How to do BCNF decompostion?

A relation R(A,B.C,D)

and functional dependency

AB-> C

C-AD

H ow to decompose into BCNF ?

4Comments
GAURAV PARASHAR @parashar25
15 Sep 2017 04:31 pm

1)Assuming no attribute has multiple values, the relation is in 1NF.

2) here the candidate key is AB (as B is not in the right side in any FD, and B comes with A from FD-1. So, candidate key is AB. D is derived transitively from C). Since C is fully functional dependent on AB , and D is transitively dependent on C. So this is in 2NF.

3) since, we can derive D and A from C , which is not a candidate key, this is not in 3NF.

To make it in 3NF, we make 2 relations R¹(A,B,C) having FDs {AB->C} and R² (C,D) having FDs { C->D}. Now, it is in 3NF.

4) Now, BCNF says that , right side of all FD should be a super key.For R¹ AB is the candidate key and hence, it is also a super key. C is dependent on AB. So R¹ is in BCNF.

For R²,  C->D, i.e., D is dependent on C, so C is made a foreign key in R², so this relation is also in BCNF.

 

Hence, breaking R in R¹ (A,B,C) and R²(C,D) makes both the relations in BCNF.

 

kanika arora @kanikaarora
15 Sep 2017 11:30 pm

we eliminated A from relation R2 because it is in first relation is this the only reason ?

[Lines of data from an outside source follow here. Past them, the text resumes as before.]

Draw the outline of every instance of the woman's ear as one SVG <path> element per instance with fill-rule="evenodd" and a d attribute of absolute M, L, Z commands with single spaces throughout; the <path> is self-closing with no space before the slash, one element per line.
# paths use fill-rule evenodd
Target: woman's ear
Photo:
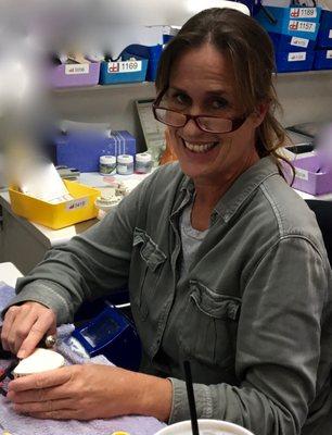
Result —
<path fill-rule="evenodd" d="M 257 105 L 256 110 L 253 113 L 255 127 L 259 127 L 259 125 L 263 123 L 269 108 L 269 102 L 261 102 Z"/>

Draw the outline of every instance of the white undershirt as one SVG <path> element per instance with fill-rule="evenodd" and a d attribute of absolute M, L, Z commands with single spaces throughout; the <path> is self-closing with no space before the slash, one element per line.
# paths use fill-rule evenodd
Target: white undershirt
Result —
<path fill-rule="evenodd" d="M 190 203 L 182 212 L 180 217 L 180 232 L 182 245 L 182 262 L 181 262 L 181 277 L 189 271 L 191 263 L 194 261 L 195 253 L 200 245 L 206 236 L 208 228 L 199 231 L 191 225 L 191 210 Z"/>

GAURAV PARASHAR @parashar25
16 Sep 2017 12:44 am

Yes. Since AB is the candidate key, A belongs to prime attribute. So any non-prime attribute functionally detrimining a prime attribute makes no sense. So we can eliminate that..also if you look closely, the dependencies are preserved.

kanika arora @kanikaarora
16 Sep 2017 11:41 pm

thankyou for the answer